Ich möchte aber auch sagen, dass in Frankreich der Front National erst dann wirklich salonfähig geworden ist, als Bürgerliche versucht haben, diese Sprüche zu kopieren, verehrte Kolleginnen und Kollegen.
Deswegen müssen wir hier im Haus, alle Demokraten gemeinsam, sorgsam darauf achten, dass wir uns auf der einen Seite von denen abgrenzen, die solche Parolen verbreiten, uns aber auf der anderen Seite auch mit deren Themen oder Argumenten auseinandersetzen. Wir müssen die Auseinandersetzung mit denen suchen, die gegen Ausländer und rechtspopulistisch argumentieren.
(Christian Dürr [FDP]: Sich nicht vor TV-Debatten drücken! - Björn Thümler [CDU]: Nicht abtauchen! Wie war das in Rheinland-Pfalz?)
Das ist doch der Punkt, verehrte Kolleginnen und Kollegen. Deswegen war es auch ein so fatales Signal in Rheinland-Pfalz, dass seitens der Ministerpräsidentin gesagt wurde: Nein, wenn die AfD an der Debatte teilnimmt, dann komme ich nicht. - Das ist genau falsch!
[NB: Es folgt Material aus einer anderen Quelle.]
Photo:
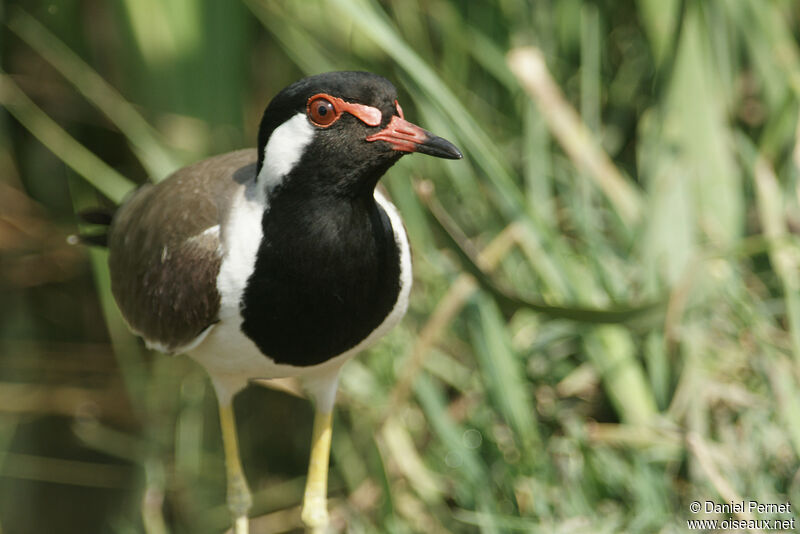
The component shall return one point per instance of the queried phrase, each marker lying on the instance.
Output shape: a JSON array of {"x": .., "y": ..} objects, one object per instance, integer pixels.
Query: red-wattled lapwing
[{"x": 284, "y": 262}]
(Petra Tiemann [SPD]: Herr Grascha, was schauen Sie mich an? - Gegenruf von Christian Grascha [FDP]: Das ist schließlich Ihre Ministerpräsidentin! - Weitere Zurufe von Petra Tiemann [SPD] und Christian Grascha [FDP])
Das ist der Weg, den wir als Demokraten gemeinsam gegen die Rechtspopulisten gehen müssen. Deswegen ist es auch falsch, verehrte Kollegin Tiemann - - -
(Petra Tiemann [SPD] - zu Christian Grascha [FDP] -: Es ist schade, dass man mit Ihnen nicht diskutieren kann! - Gegenruf von Christian Grascha [FDP])
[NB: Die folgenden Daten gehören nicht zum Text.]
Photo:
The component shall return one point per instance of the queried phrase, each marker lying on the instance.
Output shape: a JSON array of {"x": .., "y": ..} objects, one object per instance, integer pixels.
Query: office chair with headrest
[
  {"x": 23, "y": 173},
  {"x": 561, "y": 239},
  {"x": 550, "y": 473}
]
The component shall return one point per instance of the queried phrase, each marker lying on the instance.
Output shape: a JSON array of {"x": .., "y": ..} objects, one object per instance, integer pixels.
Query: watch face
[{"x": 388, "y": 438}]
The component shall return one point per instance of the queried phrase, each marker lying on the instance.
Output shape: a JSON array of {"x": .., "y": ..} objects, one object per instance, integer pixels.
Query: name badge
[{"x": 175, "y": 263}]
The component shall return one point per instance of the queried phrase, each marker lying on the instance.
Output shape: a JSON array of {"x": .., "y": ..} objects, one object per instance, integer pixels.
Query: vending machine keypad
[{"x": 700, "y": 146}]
Meine Damen und Herren, Zwischenrufe sind immer gut, aber wenn man hier Extradebatten führt - ich weiß ja nicht, was Sie da gerade so besprechen -, stört das den Redner, wie Sie gerade bemerkt haben. Und dann ist es auch noch Ihr Parteifreund!
Herr Oetjen, ich finde Ihre Ausführungen außerordentlich interessant und möchte Sie bitten, einfach fortzufahren.